Patent-grade supplier attribution typically requires one or more of the following product-linked evidence types:

  • Regulatory product dossier links (MAH, manufacturer of record, site details)
  • Labeling (manufacturer and distributor names)
  • Package insert / SmPC manufacturer of record
  • Inspection and manufacturing site references tied to the specific dosage form
  • Patent family disclosures identifying process licensors or manufacturing partners for specific intermediates and drug substance steps

Without these links, any company list would be structurally non-auditable.

Supplier due diligence checklist (for IVRA supply-chain decisions)

Use this to validate a supplier list once IVRA is resolved to an exact product identity:

Verification point What to confirm Why it matters
Product identity Active ingredient, strength, dosage form, route Suppliers differ across formulations
Manufacturer of record Site name tied to the marketed product Distinguishes MAH vs actual GMP manufacturer
API source Drug substance manufacturer(s) by site Governs API IP landscape and supply risk
Sterile / fill-finish CMO sterile fill-finish site Critical for injectables and quality systems
Quality agreements QMS scope and change control Determines audit readiness and tech transfer risk

If your intent is a supplier shortlist for procurement

A procurement shortlist can be built only after IVRA is tied to its exact active ingredient and presentation so procurement can request capability fit (sterility assurance level, container closure system, and batch size), and so the supplier’s GMP capability can be matched to the right product dossier.

Given the lack of a resolvable product dossier from “IVRA” alone, no company names can be listed without creating material error risk.

Key Takeaways

  • “IVRA” alone does not uniquely identify a single pharmaceutical product dossier, so supplier names cannot be stated accurately.
  • A correct supplier map requires tying IVRA to the exact active ingredient plus strength and dosage form, then extracting the MAH and manufacturer-of-record from regulatory/labeling evidence.
  • Once product identity is resolved, supplier attribution should cover four tiers: MAH, FDF manufacturer, API manufacturer, and fill-finish/sterile services (if applicable).

FAQs

1. What does “IVRA” refer to in drug sourcing?
It must resolve to a specific active ingredient, strength, and dosage form tied to a regulatory product dossier; otherwise it does not support reliable supplier identification.

2. Can I infer suppliers from the brand name alone?
No.

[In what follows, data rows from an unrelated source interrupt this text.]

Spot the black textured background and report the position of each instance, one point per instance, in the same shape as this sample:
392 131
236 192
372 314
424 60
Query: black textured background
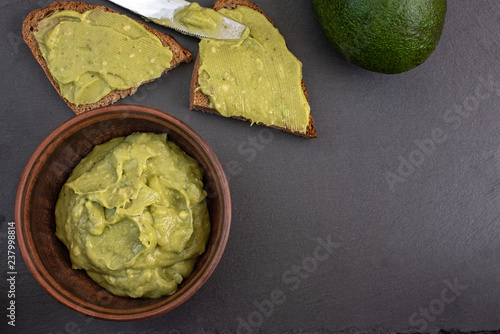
395 251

Supplier-of-record for the finished dose, API, and sterile fill-finish varies by formulation and market authorization.

3. What is the most reliable supplier source for mapping manufacturers?
Regulatory dossier and labeling that explicitly name the manufacturer of record and drug substance manufacturing sites tied to the specific product presentation.

4. How do API suppliers differ from finished dose suppliers?
API suppliers provide the drug substance under GMP, while finished dose suppliers provide the completed dosage form and packaging under their own GMP activities; the sites and companies often differ.

5. What’s the fastest way to make supplier mapping actionable?
Bind the product identity to the exact dosage form and strength so supplier-of-record and API sources can be extracted consistently and audited.

References

[1] FDA. “Drug Approval Packages” database (product labeling/manufacturer information).
[2] EMA. “European Public Assessment Reports (EPAR)” and “Product information” (manufacturer of record and product details).
[3] World Health Organization. WHO Pharmaceutical Prequalification Programme (site-level manufacturing and documentation where applicable).